Automated radiotherapy planning
Thanks to the development of more effective cancer treatments, people diagnosed with cancer today live longer and enjoy a better quality of life than ever before. One of the main treatment forms is radiotherapy, in which ionizing radiation is directed towards a tumor with the aim of killing the cancerous cells while sparing healthy tissue. Radiotherapy is cost-effective compared to the alternatives, yet the increasing demand together with the overall need to reduce healthcare spending create a strong pressure to further streamline the treatments.
Contributions
In inverse planning, treatment plans are generated by solving an optimization problem that balances various conflicting objectives, such as high dose to target, normal tissue sparing and treatment complexity. Commonly, the different criteria are combined using a weighted sum, where each weight determines the relative importance of that criterion.
Finding acceptable weights is often a manual and tedious process of trial-and-error, especially so because evaluating a single choice of parameters requires solving the full optimization problem, which may take from a few seconds up to an hour depending on the application. Because of the interactivity of this procedure, it is highly desirable to reduce the solution times as much as possible.
Me and colleagues at Elekta did the research groundwork for the next-generation treatment optimizer for Gamma Knife radiosurgery. This included new convex surrogates for common clinical objectives [P4, P9] as well as techniques for reducing the problem size [P2] and making it more amenable to off-the-shelf optimization solvers [J3].
We also invented AI-powered techniques for compressing the optimization problem [P11] and for automatically assigning weights based on historical treatment data [P7]. Others have proposed methods that directly predict the optimized dose distribution, but these normally fail to take the limitations of the treatment delivery into account . We, on the other hand, developed a method that incorporates the constraints directly into a neural network [P10], which means that the predicted treatment plan is actually realizable.
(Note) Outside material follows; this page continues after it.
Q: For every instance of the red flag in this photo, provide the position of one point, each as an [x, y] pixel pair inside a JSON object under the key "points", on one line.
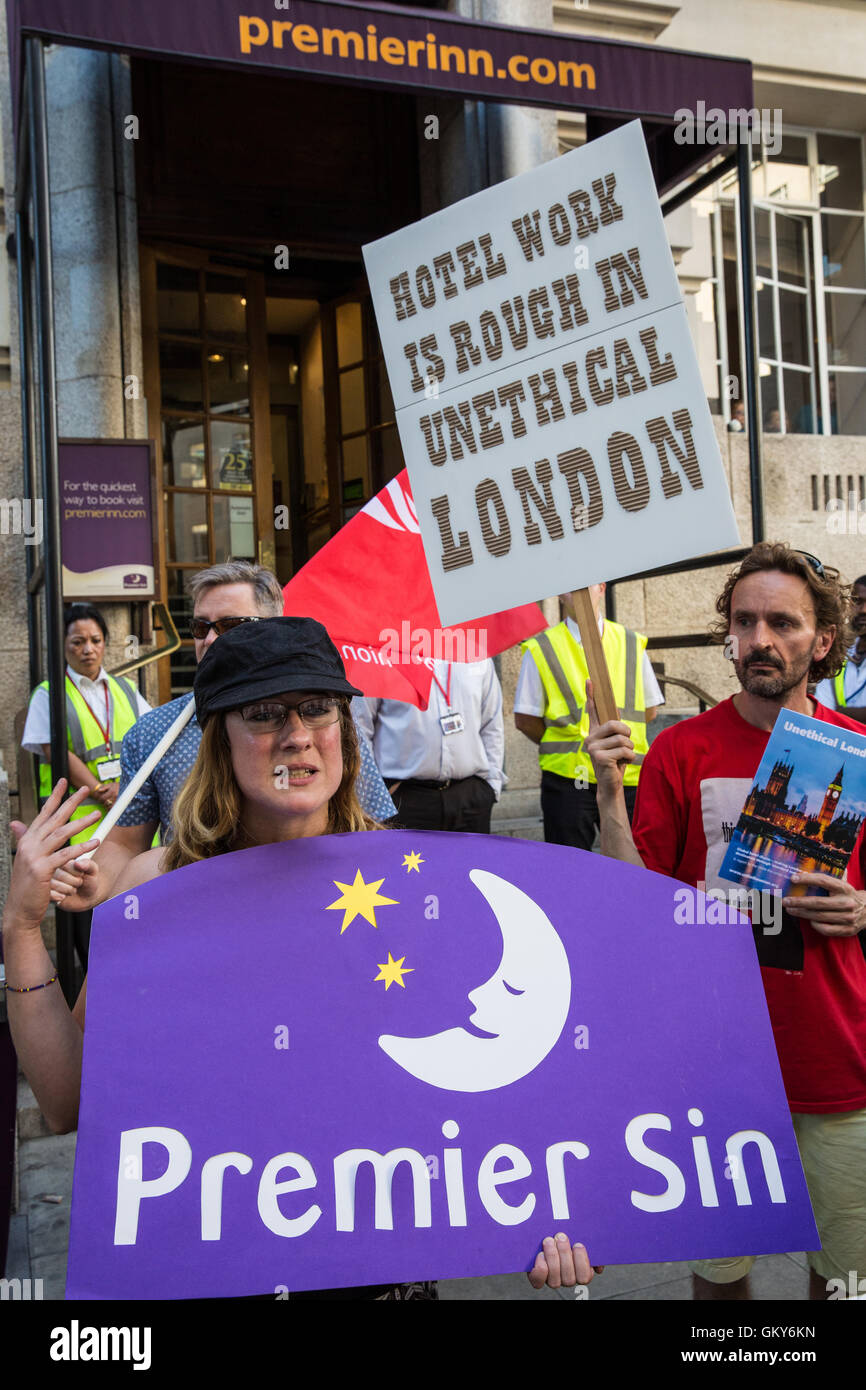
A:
{"points": [[370, 587]]}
Furthermore, we developed a quality assurance tool for gauging whether the generated plan meets the expectations based on past treatements [J2, P1]
Another computational bottlenecks in inverse planning is dose calculation, i.e. simulation of how the ionizing radiation interacts and deposits dose. To accelerate this, we explored a deep learning-based method that could accurately “fast-forward” the results of a short (and very noisy) dose calculation into an accurate one [P6].
Most dose calculation methods require a CT image as input, but in clinical reality it is not always available. Targeting such scenarios, we’ve both developed methods that are robust to missing modalities [P3] and explicitly synthesize the missing data [J1].
Finally, a long-term vision is that future treatment planning software will consist of hybrid learned/programmed modules chained together and trained in an end-to-end fashion. In pursuit of this vision we’ve explored how the dose calculation step can be implemented via so called differentiable programming [P8].